FINANCIAL REGULATORY COVID PACKAGE – RBI
The Reserve Bank of India, in a bid to lend a supporting hand to all businesses and Financial Institutions during this difficult time of COVID-19 wherein the entire nation is in a state of lockdown has vide its Circular dated 27.03.2020 titled as “COVID-19 – Regulatory Package” given a set of detailed instructions, that was put into force immediately, to the Commercial Banks, Co-operative Banks, all India Financial Institutions and other Non Banking Finance Companies. The gist of the same are as follows:
- Rescheduling of Payments – Term Loans and Working Capital Facilities:
A moratorium of three months on payment of all instalments and working capital facilities sanctioned in the form of cash credit/overdraft (“CC/OD”) is granted and the lending institutions are permitted to defer the recovery of interest applied falling due between March 1, 2020 and May 31, 2020. The Circular also clarified that the accumulated Interest shall be collected immediately after the said period and the residual tenure shall shift by three months after the moratorium period. - Easing of Working Capital Financing :
Lending institutions may recalculate the ‘drawing power’ by reducing the margins and/or by reassessing the working capital cycle available to all such changes effected up to May 31, 2020 and shall be contingent on the lending institutions satisfying themselves that the same is necessitated on account of the economic fallout from COVID-19. - Classification as Special Mention Account (SMA) and Non-Performing Asset (NPA) :
No measure given under 1 &2 by itself, shall result in asset classification downgrade. The Circular clarifies that an asset classification of term loans which are granted shall be determined on the basis of revised due dates and the revised repayment schedule. Similarly, in working capital facilities where relief is provided, the SMA and the out of order status shall be evaluated considering the application of accumulated interest immediately after the completion of the deferment period as well as the revised terms as permitted. The above announcements will not adversely impact the credit history of the beneficiaries - Other Conditions –
Board approved polices to be put in place by the Lending Institutions for suitable reliefs to all eligible borrowers. Wherever the exposure of a lending institution to a borrower is ₹ 5 crore or above as on March 1, 2020, the bank shall develop a Management Information System(MIS) on the reliefs provided to its borrowers.
In addition to this the RBI on 17.04.2020 via its Governor’s statement and Circular announced certain additional regulatory measures aimed at alleviating the lingering impact of COVID-19 and the same are as follows:
- Asset Classification under the Prudential norms on Income Recognition, Asset Classification (IRAC)

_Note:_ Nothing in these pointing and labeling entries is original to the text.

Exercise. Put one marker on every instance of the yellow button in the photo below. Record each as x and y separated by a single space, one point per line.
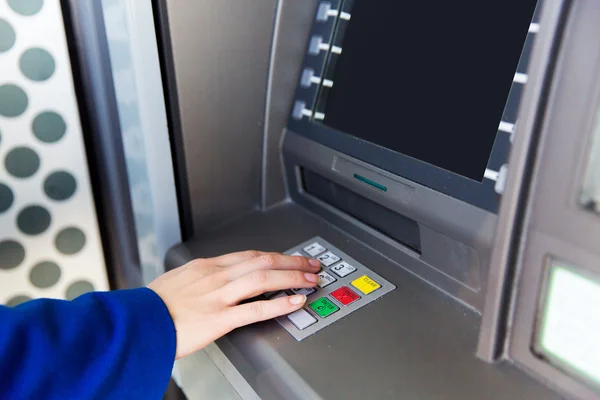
365 284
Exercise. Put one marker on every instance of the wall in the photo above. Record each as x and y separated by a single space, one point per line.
49 239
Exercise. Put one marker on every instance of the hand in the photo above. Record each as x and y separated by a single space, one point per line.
203 296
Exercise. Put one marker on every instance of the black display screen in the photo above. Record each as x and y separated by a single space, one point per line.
429 79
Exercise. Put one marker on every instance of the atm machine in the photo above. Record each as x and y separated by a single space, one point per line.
440 159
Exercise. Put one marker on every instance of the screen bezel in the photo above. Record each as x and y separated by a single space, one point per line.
480 194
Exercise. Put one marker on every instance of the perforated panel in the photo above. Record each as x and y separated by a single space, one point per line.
49 239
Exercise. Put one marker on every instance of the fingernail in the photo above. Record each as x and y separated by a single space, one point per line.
300 299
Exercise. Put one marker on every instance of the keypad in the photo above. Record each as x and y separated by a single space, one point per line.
344 286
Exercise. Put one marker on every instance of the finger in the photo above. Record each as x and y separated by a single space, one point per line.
256 311
273 261
227 260
261 281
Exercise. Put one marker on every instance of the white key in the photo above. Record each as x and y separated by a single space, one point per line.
325 279
343 269
328 259
314 249
302 319
270 294
304 291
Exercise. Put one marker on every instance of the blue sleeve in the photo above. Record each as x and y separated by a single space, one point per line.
106 345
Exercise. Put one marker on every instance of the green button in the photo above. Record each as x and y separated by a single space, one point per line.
324 307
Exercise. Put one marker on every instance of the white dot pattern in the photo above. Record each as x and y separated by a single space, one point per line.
86 268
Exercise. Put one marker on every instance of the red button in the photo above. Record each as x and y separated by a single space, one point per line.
344 295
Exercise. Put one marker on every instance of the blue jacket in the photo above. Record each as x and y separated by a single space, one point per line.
109 345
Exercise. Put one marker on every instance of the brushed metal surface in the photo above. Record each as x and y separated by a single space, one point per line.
413 343
293 24
221 52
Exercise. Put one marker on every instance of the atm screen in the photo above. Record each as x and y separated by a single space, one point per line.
429 79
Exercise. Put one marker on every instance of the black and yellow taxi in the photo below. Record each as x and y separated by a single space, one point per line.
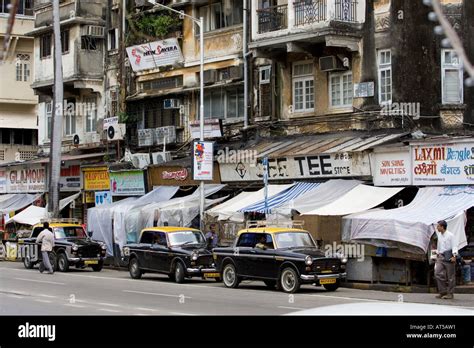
179 252
281 257
72 247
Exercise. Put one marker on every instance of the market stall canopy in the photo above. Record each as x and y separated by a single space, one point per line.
230 209
30 216
17 201
413 224
360 198
285 197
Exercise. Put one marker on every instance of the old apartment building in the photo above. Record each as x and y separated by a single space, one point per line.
18 129
332 65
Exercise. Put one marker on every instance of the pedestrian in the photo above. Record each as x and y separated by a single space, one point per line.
445 266
211 236
46 238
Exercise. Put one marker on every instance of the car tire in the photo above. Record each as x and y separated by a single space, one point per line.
63 263
98 267
332 287
134 269
179 273
229 276
27 263
289 280
271 284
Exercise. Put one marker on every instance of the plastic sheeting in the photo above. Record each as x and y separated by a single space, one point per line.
230 210
413 224
360 198
17 202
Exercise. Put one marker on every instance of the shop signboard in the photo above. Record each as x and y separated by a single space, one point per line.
391 168
203 160
96 179
155 54
127 183
443 164
71 178
26 179
330 165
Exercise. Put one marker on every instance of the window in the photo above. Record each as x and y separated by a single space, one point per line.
384 62
340 89
49 116
65 41
303 87
265 74
452 77
222 14
90 43
45 46
91 114
224 104
112 39
23 67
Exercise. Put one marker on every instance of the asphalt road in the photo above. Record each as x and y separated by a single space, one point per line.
111 292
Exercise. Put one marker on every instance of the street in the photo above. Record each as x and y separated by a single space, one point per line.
112 292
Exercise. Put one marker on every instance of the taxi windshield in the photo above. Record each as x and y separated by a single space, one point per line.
294 240
186 237
69 232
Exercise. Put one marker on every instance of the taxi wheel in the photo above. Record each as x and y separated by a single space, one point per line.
289 281
179 272
134 269
63 263
331 287
229 276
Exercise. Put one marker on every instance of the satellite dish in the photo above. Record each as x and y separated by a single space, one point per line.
111 132
76 139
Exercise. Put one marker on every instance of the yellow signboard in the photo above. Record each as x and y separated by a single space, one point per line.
96 179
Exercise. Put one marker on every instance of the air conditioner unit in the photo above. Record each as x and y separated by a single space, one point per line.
94 31
210 76
171 104
330 63
116 132
236 72
161 157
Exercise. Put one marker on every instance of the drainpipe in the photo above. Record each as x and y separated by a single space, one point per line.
246 67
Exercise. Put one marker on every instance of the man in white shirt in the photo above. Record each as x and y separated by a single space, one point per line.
46 238
445 266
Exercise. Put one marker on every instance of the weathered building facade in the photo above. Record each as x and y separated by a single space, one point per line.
18 129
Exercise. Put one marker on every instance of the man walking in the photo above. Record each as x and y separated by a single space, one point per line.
46 238
445 266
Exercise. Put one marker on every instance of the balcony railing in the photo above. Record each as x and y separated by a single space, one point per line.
315 11
272 18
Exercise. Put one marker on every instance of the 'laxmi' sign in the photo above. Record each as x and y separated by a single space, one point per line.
154 54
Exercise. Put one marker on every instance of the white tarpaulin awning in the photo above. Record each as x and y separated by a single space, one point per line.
17 201
360 198
414 223
30 216
230 209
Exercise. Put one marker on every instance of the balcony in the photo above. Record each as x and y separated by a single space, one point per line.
272 18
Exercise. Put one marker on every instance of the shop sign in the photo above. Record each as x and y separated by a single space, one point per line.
443 164
102 197
154 54
127 183
71 178
391 168
203 160
96 179
179 175
300 167
26 179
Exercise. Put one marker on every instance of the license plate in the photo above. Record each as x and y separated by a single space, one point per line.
91 262
327 281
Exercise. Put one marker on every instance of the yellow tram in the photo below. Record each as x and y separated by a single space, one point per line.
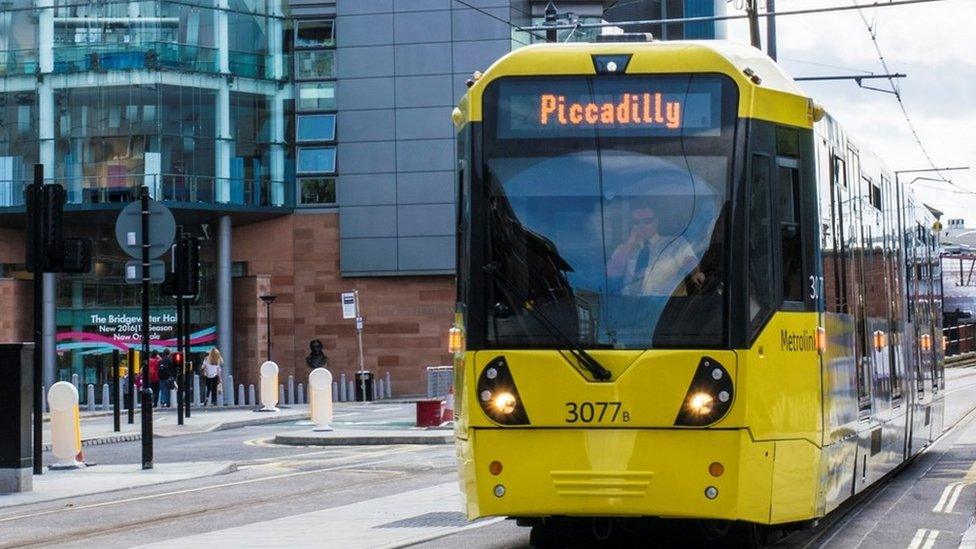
683 292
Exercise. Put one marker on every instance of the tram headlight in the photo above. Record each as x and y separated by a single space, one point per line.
701 403
709 395
498 395
504 403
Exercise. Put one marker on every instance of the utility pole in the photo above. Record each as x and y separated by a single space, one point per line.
753 14
551 20
146 392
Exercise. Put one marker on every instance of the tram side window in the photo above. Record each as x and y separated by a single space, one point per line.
790 235
760 243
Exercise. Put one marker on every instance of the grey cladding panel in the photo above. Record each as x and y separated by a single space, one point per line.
425 155
377 157
426 187
365 93
426 220
422 5
364 62
368 254
373 189
479 55
374 125
475 25
419 59
426 253
367 221
424 26
355 7
364 30
425 123
424 91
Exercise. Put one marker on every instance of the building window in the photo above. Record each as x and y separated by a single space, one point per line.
316 127
314 34
310 65
316 159
317 190
317 95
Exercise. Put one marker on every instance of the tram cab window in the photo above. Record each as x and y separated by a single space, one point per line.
760 242
791 248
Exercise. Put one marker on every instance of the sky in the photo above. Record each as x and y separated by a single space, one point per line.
934 44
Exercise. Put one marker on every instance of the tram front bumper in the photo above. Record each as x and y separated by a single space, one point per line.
617 472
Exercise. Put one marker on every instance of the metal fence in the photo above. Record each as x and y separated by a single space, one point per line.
960 339
439 380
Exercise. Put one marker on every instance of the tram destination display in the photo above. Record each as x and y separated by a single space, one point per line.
540 108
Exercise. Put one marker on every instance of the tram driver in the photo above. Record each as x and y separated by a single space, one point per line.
650 263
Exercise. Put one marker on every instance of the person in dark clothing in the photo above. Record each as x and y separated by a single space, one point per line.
316 358
167 378
154 376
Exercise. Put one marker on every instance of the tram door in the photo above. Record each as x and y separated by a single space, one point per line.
921 394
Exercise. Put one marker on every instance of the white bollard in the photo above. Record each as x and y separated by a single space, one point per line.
65 425
320 399
90 397
228 392
197 396
269 387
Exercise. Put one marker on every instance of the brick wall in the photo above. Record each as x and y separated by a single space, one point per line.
16 310
406 318
16 296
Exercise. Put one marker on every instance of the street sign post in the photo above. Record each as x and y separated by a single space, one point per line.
133 272
350 310
162 228
145 230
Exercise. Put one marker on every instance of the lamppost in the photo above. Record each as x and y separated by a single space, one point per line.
268 299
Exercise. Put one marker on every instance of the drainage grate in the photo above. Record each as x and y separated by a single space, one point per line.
430 520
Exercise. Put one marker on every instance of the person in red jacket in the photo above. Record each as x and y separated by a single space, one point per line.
154 376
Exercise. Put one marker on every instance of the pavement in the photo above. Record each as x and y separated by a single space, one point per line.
395 495
99 428
61 484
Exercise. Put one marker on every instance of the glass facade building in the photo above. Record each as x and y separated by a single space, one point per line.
308 143
192 99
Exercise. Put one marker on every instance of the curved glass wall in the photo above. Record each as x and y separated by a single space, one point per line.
187 97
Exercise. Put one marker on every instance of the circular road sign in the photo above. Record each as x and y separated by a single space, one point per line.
162 229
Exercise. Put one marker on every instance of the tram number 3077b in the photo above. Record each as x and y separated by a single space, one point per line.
595 412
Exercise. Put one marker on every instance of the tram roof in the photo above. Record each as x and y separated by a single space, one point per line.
770 94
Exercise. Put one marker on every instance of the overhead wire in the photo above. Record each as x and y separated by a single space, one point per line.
872 31
509 23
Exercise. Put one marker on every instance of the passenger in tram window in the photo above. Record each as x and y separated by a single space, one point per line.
652 263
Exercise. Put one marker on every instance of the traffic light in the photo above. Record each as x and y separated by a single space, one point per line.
45 239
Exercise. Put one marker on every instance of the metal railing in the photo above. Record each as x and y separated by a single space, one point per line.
166 187
960 339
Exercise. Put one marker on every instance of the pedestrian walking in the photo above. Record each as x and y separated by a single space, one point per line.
154 376
210 369
167 378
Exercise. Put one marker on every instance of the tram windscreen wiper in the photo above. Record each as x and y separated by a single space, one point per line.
585 359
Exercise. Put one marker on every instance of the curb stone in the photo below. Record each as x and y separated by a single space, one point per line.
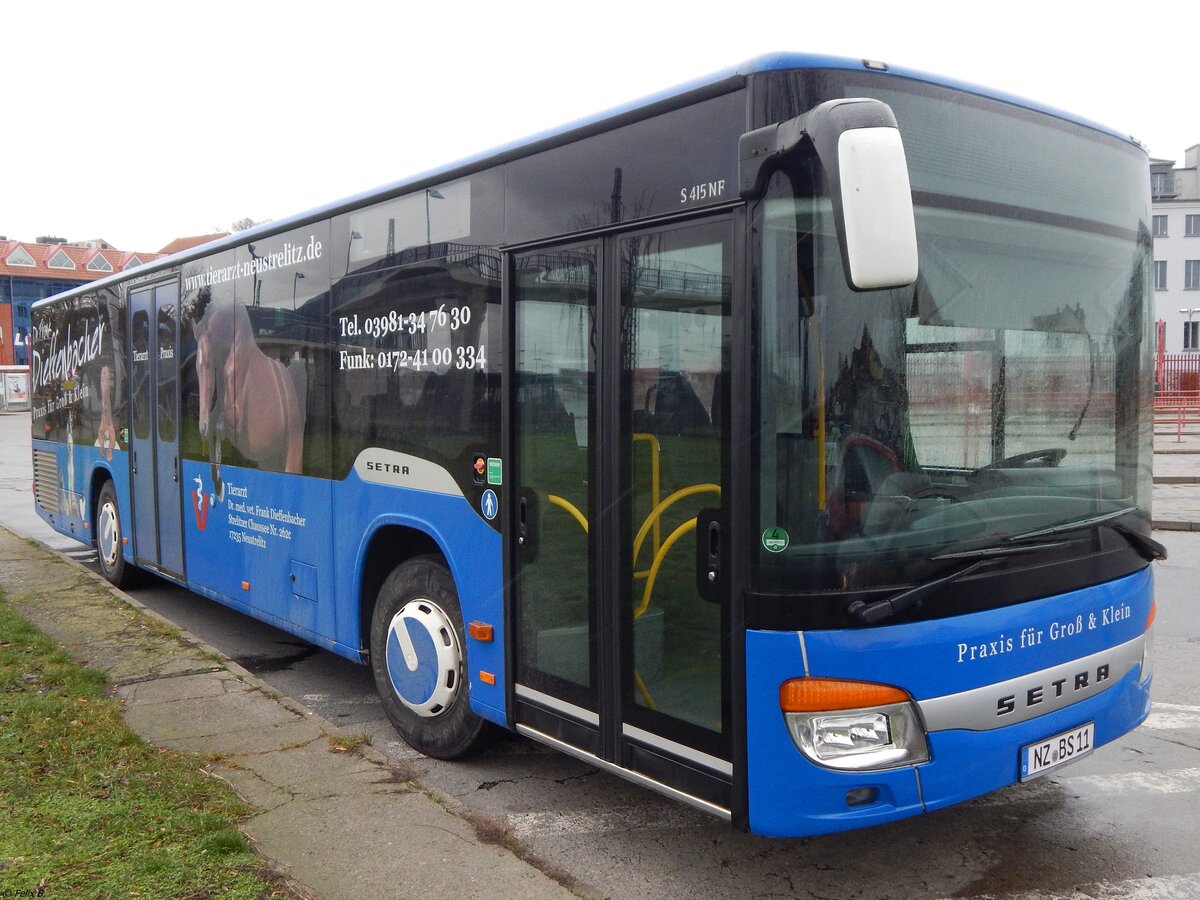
334 823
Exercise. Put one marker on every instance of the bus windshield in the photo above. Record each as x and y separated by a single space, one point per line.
1002 394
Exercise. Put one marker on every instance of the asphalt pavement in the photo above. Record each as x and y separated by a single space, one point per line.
337 821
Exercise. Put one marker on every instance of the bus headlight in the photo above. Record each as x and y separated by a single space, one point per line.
852 725
1147 647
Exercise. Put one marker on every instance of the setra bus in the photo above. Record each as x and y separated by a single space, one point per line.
780 443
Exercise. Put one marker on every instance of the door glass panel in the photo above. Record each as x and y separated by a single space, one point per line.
141 375
676 298
165 299
555 419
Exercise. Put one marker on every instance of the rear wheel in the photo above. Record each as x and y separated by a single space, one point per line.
418 660
111 540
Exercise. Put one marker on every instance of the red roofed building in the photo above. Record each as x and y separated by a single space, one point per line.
181 244
31 271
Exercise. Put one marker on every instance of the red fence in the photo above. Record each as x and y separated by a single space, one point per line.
1177 391
1179 372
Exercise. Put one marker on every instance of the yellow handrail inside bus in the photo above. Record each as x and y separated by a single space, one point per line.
657 516
570 508
689 526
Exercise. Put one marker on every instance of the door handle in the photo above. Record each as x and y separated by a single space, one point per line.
526 525
711 555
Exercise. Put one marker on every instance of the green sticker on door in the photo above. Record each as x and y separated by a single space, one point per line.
775 539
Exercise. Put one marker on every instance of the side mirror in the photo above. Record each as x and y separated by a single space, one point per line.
859 148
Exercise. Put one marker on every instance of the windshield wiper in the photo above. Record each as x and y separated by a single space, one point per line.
1146 546
869 613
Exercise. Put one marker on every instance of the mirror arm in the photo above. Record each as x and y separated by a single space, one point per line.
760 150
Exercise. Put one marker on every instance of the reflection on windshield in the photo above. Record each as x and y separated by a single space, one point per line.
997 396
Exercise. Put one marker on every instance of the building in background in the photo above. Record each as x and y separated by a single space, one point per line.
47 267
1175 201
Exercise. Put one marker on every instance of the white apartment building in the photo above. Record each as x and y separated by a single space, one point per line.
1175 201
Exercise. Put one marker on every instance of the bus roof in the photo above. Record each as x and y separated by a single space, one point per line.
720 82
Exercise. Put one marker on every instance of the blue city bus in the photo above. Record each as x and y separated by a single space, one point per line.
780 443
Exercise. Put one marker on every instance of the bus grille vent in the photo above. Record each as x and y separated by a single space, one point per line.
46 480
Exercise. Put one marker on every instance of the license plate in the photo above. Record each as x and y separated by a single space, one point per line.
1057 750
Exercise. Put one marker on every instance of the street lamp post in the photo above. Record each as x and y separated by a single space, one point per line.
437 196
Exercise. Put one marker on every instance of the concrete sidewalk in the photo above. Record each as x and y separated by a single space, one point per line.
337 822
1176 480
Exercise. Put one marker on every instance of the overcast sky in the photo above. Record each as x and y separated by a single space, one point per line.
139 123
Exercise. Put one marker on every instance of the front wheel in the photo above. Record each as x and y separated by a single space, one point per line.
418 660
109 539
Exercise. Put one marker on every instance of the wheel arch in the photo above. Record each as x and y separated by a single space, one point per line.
100 477
388 546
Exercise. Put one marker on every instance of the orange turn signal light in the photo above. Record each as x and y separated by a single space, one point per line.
480 631
819 695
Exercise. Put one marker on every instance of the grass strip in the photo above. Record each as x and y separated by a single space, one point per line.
89 809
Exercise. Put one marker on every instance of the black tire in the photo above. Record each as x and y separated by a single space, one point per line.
441 725
109 539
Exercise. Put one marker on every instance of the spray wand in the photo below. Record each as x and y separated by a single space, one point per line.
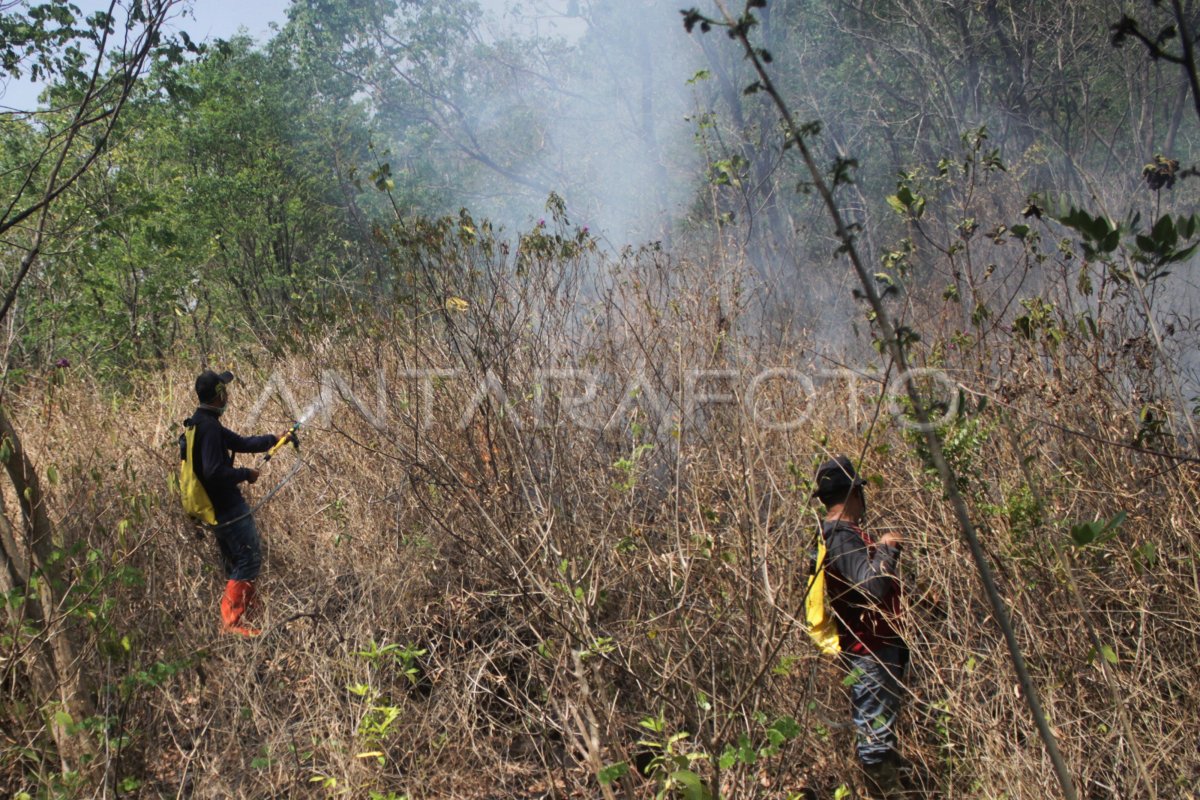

Even if overdue, the moratorium period of 3 months and CC/OD deferred, wherever granted, shall be excluded by the lending institutions from the number of days past-due for the purpose of asset classification under the IRAC norms in respect of all accounts classified as standard as on February 29, 2020. - Provisioning
In respect to accounts in default, lending institutions shall make general provisions of not less than 10 per cent of the total outstanding of such accounts, to be phased over two quarters as under: (i) Quarter ended March 31, 2020 – not less than 5 percent (ii) Quarter ending June 30, 2020 – not less than 5 per cent. This can be adjusted against the actual provisioning requirements and shall not be reckoned as NPA. - Other Conditions:
The lending institutions shall suitably disclose the above in the ‘Notes to Accounts’ while preparing their financial statements for the half year ending September 30, 2020 as well as the financial years 2019-20 and 2020-2021
In addition, the RBI also stated the following vide its Circular dated 17.04.2020 with regard to Review of Resolution Timelines under the Prudential Framework on Resolution of Stressed Assets:
- Lenders are required to implement a resolution plan in respect of entities in default within 180 days from the end of Review Period of 30 days.
- Accounts within the Review Period as on March 1, 2020, the period from March 1, 2020 to May 31, 2020 shall be excluded from the calculation of the 30-day timeline and shall resume from June 1, 2020, upon expiry of which the lenders shall have the usual 180 days for resolution.
- Accounts where the Review Period was over, but the 180-day resolution period had not expired as on March 1, 2020, the timeline for resolution shall get extended by 90 days from original expiry.
- In respect of all other accounts, the provisions of the Prudential Framework shall be in force without any modifications.
The proactive steps taken by the Reserve Bank of India in ensuring a breather for the borrowers, considering their financial stress and the economic situation caused by the COVID-19 pandemic is a thoughtful and a commendable action to help corporates stay solvent and is a possible trendsetter policy that can be followed by other countries. At this stage we can only hope that the Government of India and the Reserve Bank of India come up with more temporary measures to ensure the stability of the market and the economy of the country as a whole.